Public Trust's Smedley Station celebrates 75 years
1Oth March 2006
Public Trust's Smedley Station celebrates 75 years
Jim Anderton, as Minister Responsible for Public Trust and Minister of Agriculture, is at the Smedley Station reunion (Saturday) in the Hawkes Bay to celebrate the 75th anniversary of the first cadets coming to the station. The reunion will bring over 400 former trainees, community and farm leaders together for a day of activities on the station and concludes with a dinner dance and an after dinner speech from Mr Anderton.
"The origin of the station goes back further even than 75 years. Josiah Howard left his farm to the Crown in 1919 with the instructions it was to be used for agricultural education," Jim Anderton said from Waipawa.
"Today Smedley Station is held by Public Trust and offers
hands-on training to ten young Kiwis looking for a rural
career every year. More than 500 cadets have come to Smedley
and left with a career in the primary industries.
"Smedley Station is also run as a highly successful
commercial farm.
The station comprises 4,500 hectares of
flat to steep hill country and there are 11,500 ewes, 6000
new hoggets, 500 breeding cows, 300 breeding hinds and 340
velvet stags. Last year, Smedley's farm managers Terry and
Judy Walters, won the PPCS Richmond Hawke’s Bay Farmer of
the Year competition.
"Smedley Station is one of 30
active farms administered by Public Trust.
The farms
range in size from 40 hectares to Smedley’s 4,500 hectares.
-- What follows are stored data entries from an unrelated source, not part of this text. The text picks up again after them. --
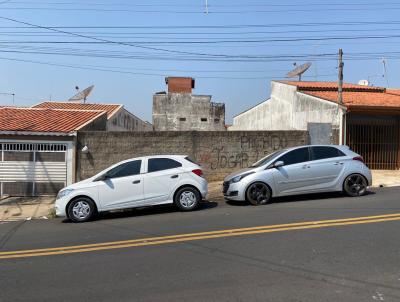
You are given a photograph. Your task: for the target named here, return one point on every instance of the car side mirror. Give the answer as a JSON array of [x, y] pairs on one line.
[[103, 177], [278, 164]]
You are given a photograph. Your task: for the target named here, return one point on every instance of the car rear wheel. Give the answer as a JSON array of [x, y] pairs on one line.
[[258, 194], [187, 199], [81, 209], [355, 185]]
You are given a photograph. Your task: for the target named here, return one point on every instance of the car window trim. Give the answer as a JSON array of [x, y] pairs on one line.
[[309, 156], [140, 170], [148, 160], [327, 158]]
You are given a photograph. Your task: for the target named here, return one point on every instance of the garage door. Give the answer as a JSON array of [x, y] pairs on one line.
[[376, 138], [32, 169]]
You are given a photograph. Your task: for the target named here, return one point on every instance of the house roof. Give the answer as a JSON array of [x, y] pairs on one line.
[[331, 86], [45, 120], [109, 108], [353, 95]]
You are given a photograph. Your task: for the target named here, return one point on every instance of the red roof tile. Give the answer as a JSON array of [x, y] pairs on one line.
[[44, 120], [360, 99], [353, 95], [328, 86], [109, 108]]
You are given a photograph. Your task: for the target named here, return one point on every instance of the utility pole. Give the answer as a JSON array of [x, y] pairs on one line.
[[340, 83], [342, 119]]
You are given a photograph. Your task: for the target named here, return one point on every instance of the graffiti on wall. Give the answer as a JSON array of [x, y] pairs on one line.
[[251, 149]]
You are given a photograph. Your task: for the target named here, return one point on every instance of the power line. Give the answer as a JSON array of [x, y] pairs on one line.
[[138, 73], [270, 25], [139, 43], [109, 41]]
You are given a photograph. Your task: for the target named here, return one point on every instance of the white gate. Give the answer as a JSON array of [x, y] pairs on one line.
[[32, 169]]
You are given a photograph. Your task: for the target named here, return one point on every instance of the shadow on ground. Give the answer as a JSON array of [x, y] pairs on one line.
[[150, 210], [298, 198]]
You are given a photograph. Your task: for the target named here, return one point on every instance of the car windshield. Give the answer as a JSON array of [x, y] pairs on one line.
[[267, 158]]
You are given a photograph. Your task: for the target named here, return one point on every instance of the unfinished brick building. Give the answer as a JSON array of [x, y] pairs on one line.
[[180, 110]]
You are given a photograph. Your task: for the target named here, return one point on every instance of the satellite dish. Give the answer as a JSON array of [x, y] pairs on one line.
[[363, 82], [82, 95], [298, 71]]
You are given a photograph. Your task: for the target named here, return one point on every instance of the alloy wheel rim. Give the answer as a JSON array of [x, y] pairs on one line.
[[356, 184], [187, 199], [259, 193], [81, 209]]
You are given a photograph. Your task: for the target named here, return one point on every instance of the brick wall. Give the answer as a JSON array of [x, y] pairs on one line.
[[219, 153]]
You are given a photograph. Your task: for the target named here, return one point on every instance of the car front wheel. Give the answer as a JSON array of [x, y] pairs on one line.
[[355, 185], [187, 199], [81, 209], [258, 194]]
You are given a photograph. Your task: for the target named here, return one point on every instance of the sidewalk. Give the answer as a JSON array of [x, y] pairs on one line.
[[22, 208], [385, 178]]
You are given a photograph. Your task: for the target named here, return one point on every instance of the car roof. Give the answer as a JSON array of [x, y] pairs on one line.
[[342, 147]]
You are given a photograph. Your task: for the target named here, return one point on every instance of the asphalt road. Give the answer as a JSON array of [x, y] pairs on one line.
[[345, 260]]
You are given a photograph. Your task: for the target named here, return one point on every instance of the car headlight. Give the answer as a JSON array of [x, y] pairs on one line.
[[64, 193], [240, 177]]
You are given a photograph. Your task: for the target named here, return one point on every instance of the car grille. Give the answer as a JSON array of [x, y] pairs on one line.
[[225, 187]]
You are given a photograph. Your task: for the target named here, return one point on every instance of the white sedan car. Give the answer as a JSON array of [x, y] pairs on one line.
[[136, 182]]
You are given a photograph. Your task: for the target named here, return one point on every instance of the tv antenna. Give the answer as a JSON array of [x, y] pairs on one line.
[[81, 95], [363, 82], [299, 70], [384, 62], [9, 94]]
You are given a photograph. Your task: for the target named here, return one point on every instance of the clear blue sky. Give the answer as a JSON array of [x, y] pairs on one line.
[[255, 40]]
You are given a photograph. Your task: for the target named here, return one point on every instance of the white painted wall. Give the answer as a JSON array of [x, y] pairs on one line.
[[287, 109]]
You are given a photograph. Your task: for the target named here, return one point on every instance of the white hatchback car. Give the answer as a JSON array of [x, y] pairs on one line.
[[136, 182]]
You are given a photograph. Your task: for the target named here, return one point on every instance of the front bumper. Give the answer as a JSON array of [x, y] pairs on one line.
[[60, 206]]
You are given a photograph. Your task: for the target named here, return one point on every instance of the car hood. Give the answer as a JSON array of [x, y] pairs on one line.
[[80, 184], [237, 173]]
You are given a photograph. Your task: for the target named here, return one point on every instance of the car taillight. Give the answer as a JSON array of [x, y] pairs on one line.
[[359, 158], [198, 172]]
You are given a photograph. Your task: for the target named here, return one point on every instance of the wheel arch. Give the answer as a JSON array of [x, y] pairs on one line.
[[355, 173], [185, 186], [77, 197], [261, 181]]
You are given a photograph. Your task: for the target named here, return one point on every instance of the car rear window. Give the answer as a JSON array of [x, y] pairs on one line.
[[325, 152], [295, 156], [126, 169], [191, 160], [160, 164]]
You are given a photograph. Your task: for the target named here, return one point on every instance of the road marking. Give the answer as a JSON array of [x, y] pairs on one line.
[[197, 236]]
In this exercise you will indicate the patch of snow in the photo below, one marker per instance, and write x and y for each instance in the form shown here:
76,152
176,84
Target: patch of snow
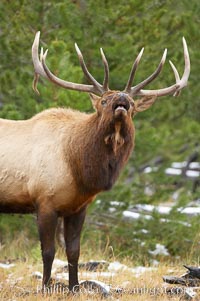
59,263
173,171
166,220
151,208
144,231
150,169
190,210
194,165
179,164
160,250
100,283
6,265
111,209
148,190
116,266
192,173
135,215
138,271
37,275
116,203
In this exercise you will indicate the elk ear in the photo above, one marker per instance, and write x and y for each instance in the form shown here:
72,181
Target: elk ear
144,103
94,99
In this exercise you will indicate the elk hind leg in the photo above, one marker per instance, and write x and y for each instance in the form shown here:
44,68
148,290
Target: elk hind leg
47,223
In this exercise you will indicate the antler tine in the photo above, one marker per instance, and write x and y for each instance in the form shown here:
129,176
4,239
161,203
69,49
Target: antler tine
106,71
86,72
37,62
133,70
41,68
145,82
177,77
180,82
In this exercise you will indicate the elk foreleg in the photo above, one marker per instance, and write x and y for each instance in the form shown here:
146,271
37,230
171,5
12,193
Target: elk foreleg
72,231
47,223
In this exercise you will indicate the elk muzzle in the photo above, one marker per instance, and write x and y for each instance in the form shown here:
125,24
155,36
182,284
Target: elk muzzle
121,105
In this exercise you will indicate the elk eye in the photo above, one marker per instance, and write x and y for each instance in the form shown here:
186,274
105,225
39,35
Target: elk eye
104,103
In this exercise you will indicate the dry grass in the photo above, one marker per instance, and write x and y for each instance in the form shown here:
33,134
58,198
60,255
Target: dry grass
17,283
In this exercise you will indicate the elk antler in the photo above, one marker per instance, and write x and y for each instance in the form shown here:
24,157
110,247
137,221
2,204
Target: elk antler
42,69
174,89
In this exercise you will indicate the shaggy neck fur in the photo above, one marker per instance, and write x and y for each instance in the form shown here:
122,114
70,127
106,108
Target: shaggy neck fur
99,151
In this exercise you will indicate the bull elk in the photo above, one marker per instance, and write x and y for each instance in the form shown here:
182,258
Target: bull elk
55,163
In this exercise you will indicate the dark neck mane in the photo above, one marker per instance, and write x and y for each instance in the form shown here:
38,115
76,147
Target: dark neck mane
98,153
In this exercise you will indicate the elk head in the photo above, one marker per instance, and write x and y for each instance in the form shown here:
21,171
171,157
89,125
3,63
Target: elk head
120,103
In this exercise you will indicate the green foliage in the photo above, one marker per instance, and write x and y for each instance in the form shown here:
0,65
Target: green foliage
122,28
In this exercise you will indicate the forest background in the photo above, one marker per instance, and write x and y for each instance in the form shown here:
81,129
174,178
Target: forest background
170,130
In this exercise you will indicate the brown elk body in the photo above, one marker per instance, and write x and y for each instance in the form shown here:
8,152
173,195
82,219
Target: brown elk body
55,163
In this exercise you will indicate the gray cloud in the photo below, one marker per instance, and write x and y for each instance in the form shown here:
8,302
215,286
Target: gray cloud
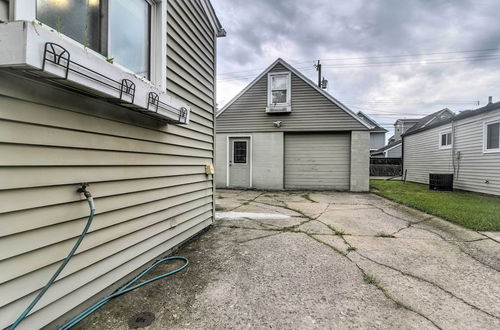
303,31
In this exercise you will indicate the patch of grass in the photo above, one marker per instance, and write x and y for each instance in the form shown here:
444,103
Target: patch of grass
308,197
384,235
471,210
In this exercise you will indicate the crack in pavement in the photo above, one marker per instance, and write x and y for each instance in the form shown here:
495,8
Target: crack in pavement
426,281
386,294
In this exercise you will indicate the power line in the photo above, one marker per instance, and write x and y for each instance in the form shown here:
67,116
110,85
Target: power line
375,57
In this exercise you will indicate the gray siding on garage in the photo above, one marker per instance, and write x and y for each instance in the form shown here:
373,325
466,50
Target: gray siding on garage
311,111
377,140
317,161
423,156
148,179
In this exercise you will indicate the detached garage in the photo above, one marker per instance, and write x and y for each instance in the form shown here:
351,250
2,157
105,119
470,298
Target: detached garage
284,132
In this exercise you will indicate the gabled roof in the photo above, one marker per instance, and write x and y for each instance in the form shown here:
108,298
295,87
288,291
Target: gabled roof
429,118
406,120
305,79
462,115
386,147
214,21
372,122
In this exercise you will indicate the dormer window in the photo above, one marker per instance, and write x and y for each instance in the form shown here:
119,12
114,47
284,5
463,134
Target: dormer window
279,92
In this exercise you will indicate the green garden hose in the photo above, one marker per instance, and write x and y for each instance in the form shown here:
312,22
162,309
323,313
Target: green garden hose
126,288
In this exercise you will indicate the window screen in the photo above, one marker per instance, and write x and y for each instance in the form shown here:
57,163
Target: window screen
77,19
493,136
279,88
240,152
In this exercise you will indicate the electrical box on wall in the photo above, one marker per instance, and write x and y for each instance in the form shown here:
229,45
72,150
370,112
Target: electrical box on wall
209,169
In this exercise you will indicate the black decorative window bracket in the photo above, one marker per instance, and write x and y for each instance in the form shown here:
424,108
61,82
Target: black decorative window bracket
56,57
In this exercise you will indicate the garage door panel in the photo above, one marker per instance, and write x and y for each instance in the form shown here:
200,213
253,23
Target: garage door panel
317,161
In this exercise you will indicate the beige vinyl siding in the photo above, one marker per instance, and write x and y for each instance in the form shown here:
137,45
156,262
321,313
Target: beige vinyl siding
317,161
148,178
423,156
311,111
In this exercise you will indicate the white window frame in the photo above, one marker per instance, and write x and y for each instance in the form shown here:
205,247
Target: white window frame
286,107
448,146
232,153
485,136
23,10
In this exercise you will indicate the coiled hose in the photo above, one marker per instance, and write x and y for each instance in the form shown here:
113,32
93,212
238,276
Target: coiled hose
124,289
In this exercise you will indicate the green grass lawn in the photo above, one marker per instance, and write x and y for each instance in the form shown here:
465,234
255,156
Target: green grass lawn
468,209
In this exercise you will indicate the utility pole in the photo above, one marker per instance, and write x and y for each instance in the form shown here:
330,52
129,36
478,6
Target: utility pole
318,68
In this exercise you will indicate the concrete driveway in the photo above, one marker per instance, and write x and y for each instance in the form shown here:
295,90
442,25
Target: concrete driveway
322,261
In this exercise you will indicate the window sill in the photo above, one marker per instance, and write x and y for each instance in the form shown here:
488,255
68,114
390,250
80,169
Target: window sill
42,53
445,147
278,109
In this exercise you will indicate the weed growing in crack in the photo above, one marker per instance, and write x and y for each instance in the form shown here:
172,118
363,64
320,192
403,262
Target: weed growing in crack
308,197
385,235
369,279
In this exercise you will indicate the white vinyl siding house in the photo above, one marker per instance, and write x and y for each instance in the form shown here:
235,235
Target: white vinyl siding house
146,170
297,137
464,147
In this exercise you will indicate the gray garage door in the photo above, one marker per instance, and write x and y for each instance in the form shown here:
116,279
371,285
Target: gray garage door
317,161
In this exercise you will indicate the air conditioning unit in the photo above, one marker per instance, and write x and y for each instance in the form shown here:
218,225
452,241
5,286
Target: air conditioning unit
441,182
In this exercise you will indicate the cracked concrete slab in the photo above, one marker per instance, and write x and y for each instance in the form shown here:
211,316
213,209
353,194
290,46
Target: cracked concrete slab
302,272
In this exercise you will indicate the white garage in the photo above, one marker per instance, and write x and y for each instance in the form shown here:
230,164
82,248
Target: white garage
317,161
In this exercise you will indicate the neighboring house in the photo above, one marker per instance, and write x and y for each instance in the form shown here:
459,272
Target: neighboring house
466,146
377,133
391,150
400,127
284,132
140,131
394,149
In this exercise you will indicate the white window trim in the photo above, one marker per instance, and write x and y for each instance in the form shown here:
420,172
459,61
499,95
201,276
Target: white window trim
23,10
485,136
250,148
232,153
283,107
448,146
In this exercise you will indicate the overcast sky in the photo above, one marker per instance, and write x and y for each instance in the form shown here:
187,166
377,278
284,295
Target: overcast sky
360,43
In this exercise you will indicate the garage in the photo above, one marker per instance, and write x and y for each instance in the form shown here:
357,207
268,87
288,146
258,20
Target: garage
319,161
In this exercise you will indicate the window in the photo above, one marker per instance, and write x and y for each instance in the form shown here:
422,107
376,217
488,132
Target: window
239,152
492,137
445,140
118,29
279,90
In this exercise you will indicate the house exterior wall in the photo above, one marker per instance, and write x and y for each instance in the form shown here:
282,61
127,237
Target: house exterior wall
266,157
474,168
377,140
360,161
311,111
4,10
394,152
148,179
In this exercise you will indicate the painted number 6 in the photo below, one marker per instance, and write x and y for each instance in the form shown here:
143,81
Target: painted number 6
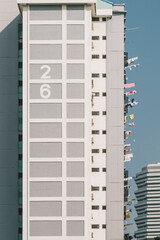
47,71
45,91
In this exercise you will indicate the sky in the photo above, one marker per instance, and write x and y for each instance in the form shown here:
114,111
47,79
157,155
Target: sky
143,43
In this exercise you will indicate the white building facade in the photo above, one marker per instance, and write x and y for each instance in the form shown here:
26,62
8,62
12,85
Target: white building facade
148,199
73,120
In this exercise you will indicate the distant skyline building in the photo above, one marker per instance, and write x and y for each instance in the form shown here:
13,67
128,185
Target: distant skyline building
62,120
148,202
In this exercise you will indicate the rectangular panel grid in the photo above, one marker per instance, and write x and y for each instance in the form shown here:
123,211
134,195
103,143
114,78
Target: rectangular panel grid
64,148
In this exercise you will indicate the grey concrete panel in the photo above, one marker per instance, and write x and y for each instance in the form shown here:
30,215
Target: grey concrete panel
54,88
45,130
46,209
75,71
45,189
8,140
8,122
75,32
8,176
117,78
46,169
75,149
75,90
75,130
116,152
45,51
45,12
116,116
116,98
46,150
45,228
9,66
46,32
75,228
117,137
8,85
117,45
75,189
75,208
75,51
51,71
8,158
46,110
75,12
6,48
9,196
9,119
75,110
117,60
9,103
75,169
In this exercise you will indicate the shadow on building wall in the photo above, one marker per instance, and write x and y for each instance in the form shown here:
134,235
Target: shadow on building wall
9,131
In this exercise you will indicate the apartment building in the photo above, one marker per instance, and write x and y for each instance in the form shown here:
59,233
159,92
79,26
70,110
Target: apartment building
67,99
147,207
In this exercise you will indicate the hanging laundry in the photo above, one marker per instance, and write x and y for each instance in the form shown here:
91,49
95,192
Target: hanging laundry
131,66
128,132
131,124
126,151
129,117
127,157
127,179
131,60
127,145
129,85
127,215
130,93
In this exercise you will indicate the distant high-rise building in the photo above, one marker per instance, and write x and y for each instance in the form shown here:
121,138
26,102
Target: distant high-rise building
62,120
148,202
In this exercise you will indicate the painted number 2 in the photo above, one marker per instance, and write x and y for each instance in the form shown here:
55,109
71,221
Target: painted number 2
46,75
45,91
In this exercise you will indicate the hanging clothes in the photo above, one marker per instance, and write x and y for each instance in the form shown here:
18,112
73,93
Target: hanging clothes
129,85
130,93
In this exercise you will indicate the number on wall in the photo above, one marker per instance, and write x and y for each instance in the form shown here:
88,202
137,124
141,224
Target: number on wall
45,91
47,71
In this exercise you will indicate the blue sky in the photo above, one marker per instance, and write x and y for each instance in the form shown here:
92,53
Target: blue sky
144,43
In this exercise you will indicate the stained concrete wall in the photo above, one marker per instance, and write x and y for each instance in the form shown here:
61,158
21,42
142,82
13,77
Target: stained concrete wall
115,125
9,119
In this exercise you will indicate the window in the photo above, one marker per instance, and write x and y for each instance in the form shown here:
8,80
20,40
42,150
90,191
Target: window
95,226
95,19
95,37
95,131
95,169
94,188
95,94
95,56
95,207
95,113
95,75
95,150
104,226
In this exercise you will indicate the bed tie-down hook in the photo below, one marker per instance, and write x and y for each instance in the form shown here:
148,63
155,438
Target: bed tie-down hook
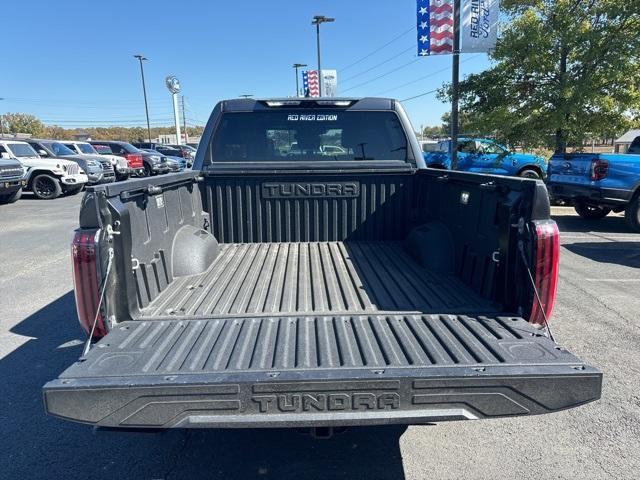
111,231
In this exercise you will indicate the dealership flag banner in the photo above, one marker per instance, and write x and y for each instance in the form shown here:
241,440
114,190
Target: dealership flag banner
329,83
311,83
479,25
435,27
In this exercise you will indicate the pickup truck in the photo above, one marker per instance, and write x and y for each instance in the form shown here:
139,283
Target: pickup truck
486,156
11,181
598,183
265,289
125,150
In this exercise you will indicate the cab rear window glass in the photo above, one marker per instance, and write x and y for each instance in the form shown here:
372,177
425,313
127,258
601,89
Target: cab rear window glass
298,135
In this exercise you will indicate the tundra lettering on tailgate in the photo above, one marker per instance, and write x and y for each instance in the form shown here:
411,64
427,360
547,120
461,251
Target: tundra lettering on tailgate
322,402
310,190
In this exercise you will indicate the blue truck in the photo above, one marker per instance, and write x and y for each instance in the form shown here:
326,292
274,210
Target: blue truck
483,155
598,183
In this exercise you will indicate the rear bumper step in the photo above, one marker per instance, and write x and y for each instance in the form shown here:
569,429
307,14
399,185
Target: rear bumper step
190,376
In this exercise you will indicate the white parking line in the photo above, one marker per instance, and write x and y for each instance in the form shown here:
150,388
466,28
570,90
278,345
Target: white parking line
622,280
605,237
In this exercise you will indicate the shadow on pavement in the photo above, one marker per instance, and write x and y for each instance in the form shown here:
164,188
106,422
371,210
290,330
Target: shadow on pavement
609,224
38,446
619,253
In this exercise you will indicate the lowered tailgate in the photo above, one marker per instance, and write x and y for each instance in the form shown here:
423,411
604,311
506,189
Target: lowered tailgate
319,371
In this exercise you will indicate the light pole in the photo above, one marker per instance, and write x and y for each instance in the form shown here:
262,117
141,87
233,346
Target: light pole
317,20
144,91
1,121
173,85
297,66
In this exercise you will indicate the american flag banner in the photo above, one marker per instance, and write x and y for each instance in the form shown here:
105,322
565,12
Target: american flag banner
435,27
311,83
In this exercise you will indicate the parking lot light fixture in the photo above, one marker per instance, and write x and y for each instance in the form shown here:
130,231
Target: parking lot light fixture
317,20
142,58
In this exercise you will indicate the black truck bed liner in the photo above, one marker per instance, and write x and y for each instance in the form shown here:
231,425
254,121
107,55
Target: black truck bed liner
319,371
320,277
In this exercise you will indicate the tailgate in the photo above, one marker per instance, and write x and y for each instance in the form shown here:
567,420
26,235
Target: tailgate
571,168
319,371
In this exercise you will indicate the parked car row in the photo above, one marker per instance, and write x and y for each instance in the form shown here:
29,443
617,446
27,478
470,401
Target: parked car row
594,183
50,168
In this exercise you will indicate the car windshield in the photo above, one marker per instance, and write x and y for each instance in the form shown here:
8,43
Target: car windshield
301,135
22,150
85,148
58,149
103,149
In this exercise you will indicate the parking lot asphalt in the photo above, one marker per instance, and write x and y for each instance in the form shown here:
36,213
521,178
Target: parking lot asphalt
597,317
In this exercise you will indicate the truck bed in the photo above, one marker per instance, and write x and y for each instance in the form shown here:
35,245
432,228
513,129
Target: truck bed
263,279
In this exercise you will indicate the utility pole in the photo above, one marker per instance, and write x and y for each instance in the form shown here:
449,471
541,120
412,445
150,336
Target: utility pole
317,20
144,91
297,66
184,123
455,80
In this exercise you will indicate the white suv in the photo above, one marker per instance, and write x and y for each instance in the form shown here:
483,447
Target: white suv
46,178
120,165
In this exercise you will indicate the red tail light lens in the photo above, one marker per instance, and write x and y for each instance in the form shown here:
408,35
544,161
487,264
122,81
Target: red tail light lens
599,169
134,159
85,280
545,270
Public Trust's National Farm Centre is responsible for the
administration of the farm.
"For generations, New
Zealanders have relied on Public Trust to protect and manage
their property and assets during their lifetime.
Its service to New Zealand is as relevant today as it was when Josiah Howard gifted this station to the Crown, and in the century before that," said Jim Anderton, who has been responsible for Public Trust for nearly seven years.